As Farah had mentioned, Dudley explained that so-called “brokers” are also extremely important for bringing together the illegal actors involved in the extraction, processing, transportation and commercialization of illegal wood. The growth of such trafficking has had devastating consequences across Latin America. “Since 2005, Honduras has lost at least 30 percent of its natural forests,” Dudley explained.

SEE ALSO: How Drug Traffickers Became Masters of Honduras’ Forests

Valencia from ICESI University and Garzón from the FIP followed Dudley by explaining how the diversification of illegal criminal economies has also had a negative impact on Colombia’s environment following the demobilization of the Revolutionary Armed Forces of Colombia (Fuerzas Armadas Revolucionarias de Colombia -- FARC) as part of a peace deal with the government in 2016.

"The FARC regulated what was happening in the protected areas of the country, they established rules and quotas of how much could be cut down," Garzón said. However, the new actors that have emerged, he went on to explain, don’t have any interest in protecting the environment. They have less members and a smaller capacity to do so than the FARC did.
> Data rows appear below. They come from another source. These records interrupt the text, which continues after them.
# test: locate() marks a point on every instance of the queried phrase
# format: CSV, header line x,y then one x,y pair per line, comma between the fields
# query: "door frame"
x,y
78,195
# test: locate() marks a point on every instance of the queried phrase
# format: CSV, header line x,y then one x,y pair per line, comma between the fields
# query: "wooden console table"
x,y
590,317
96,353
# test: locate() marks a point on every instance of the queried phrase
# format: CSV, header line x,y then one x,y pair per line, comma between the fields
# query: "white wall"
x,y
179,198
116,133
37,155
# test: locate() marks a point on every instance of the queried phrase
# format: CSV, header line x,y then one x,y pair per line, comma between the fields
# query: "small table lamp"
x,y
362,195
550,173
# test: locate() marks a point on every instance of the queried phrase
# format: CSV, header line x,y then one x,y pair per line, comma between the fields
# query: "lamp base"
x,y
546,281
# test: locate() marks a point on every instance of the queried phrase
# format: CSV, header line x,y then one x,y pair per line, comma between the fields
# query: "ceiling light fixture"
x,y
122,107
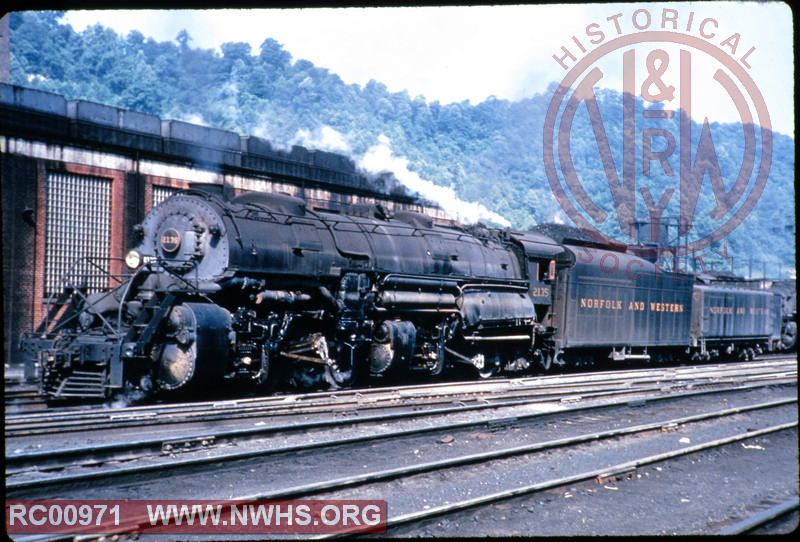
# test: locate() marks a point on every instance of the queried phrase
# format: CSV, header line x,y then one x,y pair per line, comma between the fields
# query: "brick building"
x,y
78,176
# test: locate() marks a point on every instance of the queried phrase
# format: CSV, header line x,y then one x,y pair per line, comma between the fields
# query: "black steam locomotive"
x,y
259,289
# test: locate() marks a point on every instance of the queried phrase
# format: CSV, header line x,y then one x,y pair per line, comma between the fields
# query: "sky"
x,y
470,53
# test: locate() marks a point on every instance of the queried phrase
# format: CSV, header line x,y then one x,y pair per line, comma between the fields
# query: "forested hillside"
x,y
489,153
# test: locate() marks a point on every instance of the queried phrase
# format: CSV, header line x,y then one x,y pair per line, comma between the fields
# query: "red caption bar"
x,y
200,517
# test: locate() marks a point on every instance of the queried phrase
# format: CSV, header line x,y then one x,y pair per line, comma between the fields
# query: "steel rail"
x,y
254,407
293,492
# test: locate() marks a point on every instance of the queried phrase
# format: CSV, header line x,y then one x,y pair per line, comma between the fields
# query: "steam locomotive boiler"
x,y
259,290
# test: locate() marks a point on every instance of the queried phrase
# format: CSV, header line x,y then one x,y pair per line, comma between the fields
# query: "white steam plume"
x,y
380,158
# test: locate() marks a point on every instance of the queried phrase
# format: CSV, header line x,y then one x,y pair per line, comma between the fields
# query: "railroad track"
x,y
343,403
474,466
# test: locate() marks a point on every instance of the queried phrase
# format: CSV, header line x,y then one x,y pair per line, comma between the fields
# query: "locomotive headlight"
x,y
133,259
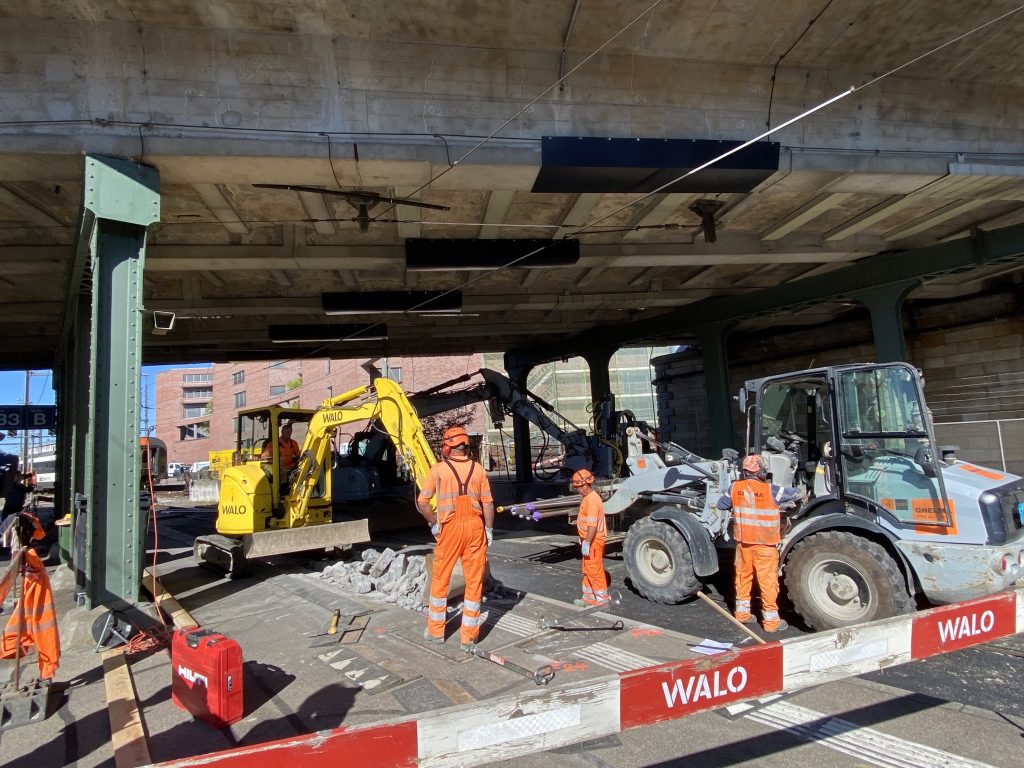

Those dedicated to defending the environment from criminal interests have also come under fire. "Almost 400 social leaders have been killed after the signing of the peace agreement in Colombia, [and] most have been in areas key for illegal mining and illicit coca crops," Valencia said.

From the environmental impacts of organized crime, the conference pivoted once more to the evolution of Mexico’s organized crime landscape in the absence of El Chapo with a presentation from journalist and expert narco chronicler, Ioan Grillo.

Grillo touched on the very important political control that Mexico’s organized crime groups have today, as well as the diversification of their criminal activities outside of traditional economies like drug trafficking. While the administration of President Andrés Manuel López Obrador has in the past claimed that there is no longer a war on drugs in Mexico, Grillo said that simply saying this hasn’t meant that there isn’t a war.

"The conflict in Mexico is of such a magnitude that there are no words to define it. Organized crime groups and the security forces' war against them has left more than 150,000 people dead," Grillo explained.

The conference came to a close with a presentation of InSight Crime’s annual series on its organized crime “GameChangers” for 2019, which touched on topics ranging from the changing nature of Mexico’s criminal landscape to the proliferation of illegal mining in the region and the penetration of organized crime into the governments of El Salvador, Guatemala and Honduras.

The complete GameChangers series will be published by InSight Crime in early 2020.